Erickson and Chase say informatisation incorporates information superiority, reconnaissance and counter-reconnaissance, EW, network and platform integration, space operations, joint operations and joint integration, sensor-to-shooter connectivity, autonomous operations and notions of speed, accuracy, security, and continuity of communications. A more succinct explanation provided by the authors says informatisation rests on “using information technology as the impetus, information networks as the foundation and command automation as the core”.
The US Department of Defence’s 2021 report on Military and Security Developments Involving the People’s Republic of China says the SSF’s primary task is to integrate information warfare capabilities like cyber and EW, to ensure these efforts are used in a coordinated manner at the strategic level. The application of electronic warfare at the operational and tactical levels will almost certainly be the responsibility of the individual services.
Writ large, it appears the PLA has embraced the concept of Electromagnetic Manoeuvre. Broadly speaking, this emphasises protecting your own access to the electromagnetic spectrum while denying it to your adversary by securing electromagnetic superiority and supremacy. Electromagnetic superiority seeks to ensure that an adversary can only perform limited interference of one’s use of the spectrum, while electromagnetic supremacy ensures that one’s adversary cannot perform any interference of spectrum use.
From a warfighting perspective, the US DoD expects the PLAN to use EW early in any conflict or in times of tension, to “warn and deter adversary offensive action”. It continues that it expects any military action against Taiwan will likely be preceded by large-scale EW and cyberattacks against the Taiwanese military and critical national infrastructure targets.
Erickson and Chase emphasise that since 2006, PLA doctrine has stressed the importance of the PLA being able to fight in an electromagnetically contested environment and, that year, China’s national defence white paper emphasised that the principles of informatisation must be adhered to even during massed electronic attack. To this end, training to fight in such an environment received renewed vigour, and just a year later, an exercise by the PLAN’s North Sea Fleet which covers the Yellow Sea and Bohai Bay region performed exercises involving electronic warfare.
Kania drove this point home in her RUSI presentation where she underscored the premium the PLAN places on fighting and prevailing in an electromagnetically-contested environment.
STRATEGIC SIGINT
The PLAN can perform EW at all levels of war and during peacetime, and strategic and operational SIGINT collection is performed by a fleet of 14 ships.
The PLAN operates six Yuan Wang class vessels which collect telemetry on Chinese spaceflights and intercontinental ballistic missile tests, although one would expect that they are also used to monitor similar activities by rival states. Telemetry gathered by these ships is most likely shared with the SSF’s Technical Reconnaissance Bureaux.

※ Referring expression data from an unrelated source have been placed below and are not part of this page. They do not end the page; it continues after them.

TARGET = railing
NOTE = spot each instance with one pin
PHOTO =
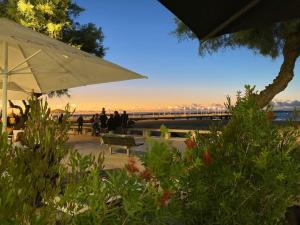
(148, 132)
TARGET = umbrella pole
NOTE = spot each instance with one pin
(4, 85)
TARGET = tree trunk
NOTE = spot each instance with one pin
(291, 51)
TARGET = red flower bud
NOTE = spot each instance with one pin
(131, 166)
(190, 143)
(189, 158)
(206, 157)
(146, 175)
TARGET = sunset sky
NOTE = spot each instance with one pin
(138, 37)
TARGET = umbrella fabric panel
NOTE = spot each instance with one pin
(203, 17)
(58, 65)
(23, 76)
(16, 95)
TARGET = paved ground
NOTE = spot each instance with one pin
(86, 144)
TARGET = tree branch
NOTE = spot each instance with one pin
(291, 52)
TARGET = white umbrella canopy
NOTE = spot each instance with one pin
(33, 62)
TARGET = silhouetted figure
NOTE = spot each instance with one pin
(96, 126)
(60, 118)
(111, 123)
(117, 122)
(103, 120)
(80, 124)
(124, 119)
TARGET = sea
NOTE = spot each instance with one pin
(280, 116)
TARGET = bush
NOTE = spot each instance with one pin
(247, 174)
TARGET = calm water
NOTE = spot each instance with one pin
(286, 116)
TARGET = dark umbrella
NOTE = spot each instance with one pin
(210, 18)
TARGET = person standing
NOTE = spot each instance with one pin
(96, 126)
(80, 124)
(103, 120)
(124, 119)
(111, 124)
(118, 122)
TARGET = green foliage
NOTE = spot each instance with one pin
(246, 174)
(268, 41)
(253, 175)
(88, 38)
(31, 175)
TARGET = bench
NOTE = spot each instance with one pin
(126, 141)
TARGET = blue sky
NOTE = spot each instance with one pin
(138, 37)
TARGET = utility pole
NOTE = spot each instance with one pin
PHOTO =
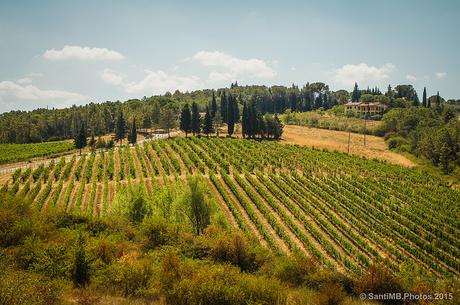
(349, 134)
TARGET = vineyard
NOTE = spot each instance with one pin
(344, 212)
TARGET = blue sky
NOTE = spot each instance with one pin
(57, 53)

The Yuan Wang class is augmented with three intelligence gathering ship classes – the Type-813, Type-814A/Dadie, and Type-815/Dondiao – totalling eight vessels. Very little information exists in the public domain regarding their capabilities, but photographs of the Type-815 show large radomes atop of the superstructure, which may house antennas tasked with collecting satellite communications COMINT, while a large number of antennas on the ship’s forward mast may be used for ELINT collection.
All these ships have an important role in collecting SIGINT useful throughout the PLAN. For example, ELINT antennas at a height of about 40 metres (131 feet) above the waterline could detect radars on the surface or on a coastline at a range of up to 14nm/26km, allowing the ship to stay just outside the 12nm internationally-recognised territorial waters limit of a state.
Such intelligence would be highly relevant to the PLAN when drafting plans for an amphibious assault of that coastline, and would also be highly relevant to the People’s Liberation Army Air Force (PLAAF) when planning an air defence suppression campaign. It is believed the SSF’s 4th Department acts as the clearing house for such intelligence. The ELINT will be collected by assets like the PLAN’s SIGINT ships, processed by the 4th Department, and shared with the services needing that intelligence.

Alongside strategic SIGINT, the ships may also collect operational and tactical SIGINT by stationing themselves within collection range of a naval exercise involving potential adversaries. Relevant COMINT and ELINT collected by these ships maybe shared with the PLAN for use at the operational and tactical levels.
It is likely possible to update warship Electronic Support Measure (ESM) threat libraries using this tactical SIGINT, especially if the collection has detected a new radar waveform being used by the naval surveillance radars of ships participating in the exercise This information can be useful in training the ESMs to both recognise and jam that waveform.
Notably, the PLAN Type-815 SIGINT vessel – the Tianguanxing (AGI-853) – was present during the Talisman Saber 2021 exercises off the Queensland coast, shadowing Australian, US and other participating naval units throughout the exercise. The same vessel also monitored Talisman Saber 2019, while Type-815 AGIs were spotted during Talisman Saber 2017, and other large-scale regional exercises such as the RIMPAC series off Hawaii,
More recently, the Tianguanxing was observed in May 2022 off the Harold E Holt Communications Station on Australia’s Northwest Cape.
TACTICAL EW SYSTEMS
Ironically, more seems to be known about the PLAN’s strategic/operational posture than its tactical EW systems. Sporadic information has appeared from time-to-time in the public domain, and it is thought that most surface combatants use the NRJ5 EW suite which is reportedly capable of detecting radar emissions and laser-illumination used for guiding anti-ship weapons.
As well as detecting this radiation, the NRJ5 can jam radar threats. Detecting hostile radar signals from anti-ship missile active radar homers or naval surveillance radars is further enhanced by the BM/HZ-8610 combined ESM and electronic countermeasure (ECM) system, and decoys like chaff can be launched by a vessel’s PK-2 shipboard countermeasures launcher. Additional radar ESMs include the Type-923-1/RW-23-1.
Some open sources claim the PLAN may use an EW suite known as Newton Beta on its surface assets, including several EW systems manufactured by Italian firm, Elettronica. Newton Beta reportedly includes the ELT/318 and ELT/521 radar jammers and ELT/211 radar ESM, and sources suggest these systems are in service onboard the PLAN’s Type-53H1G/Jianghu-1 and Type-054/Jiangkai-II class frigates, and Type-052B/Luyang class destroyers.
How the PRC obtained EW equipment from Italy is unknown, but industry sources say the Italian equipment was obtained in the early 1980s, and that it’s possible the Newton Beta suite influenced the development of the indigenous 98X-2 radar ESM/ECM.
Likewise, Chinese sources say that the French Navy’s Lacroix Dagaie Mk2 decoy launching system was used as the basis for the PLAN’s 98X-1 decoy dispenser. How Dagaie systems came into the possession of Chinese EW experts remains unknown.
CONCLUSIONS
Many of the PLAN’s naval EW capabilities remain shrouded in mystery, but analyses by academics like Elsa Kania, the US government, and academic literature is shining a light on the navy’s EW posture, particularly at the operational and strategic levels.
Less is known regarding the navy’s EW posture at the tactical level. Revelations regarding Italian and French EW equipment in the PLAN’s possession indicates that the country is not averse to sourcing Western kit to help indigenous EW system development.
Regardless, US and allied fleets are wise to assume that Chinese naval EW is highly advanced – as China’s supreme strategist Sun Tzu warned, “there is no greater danger than underestimating your opponent”.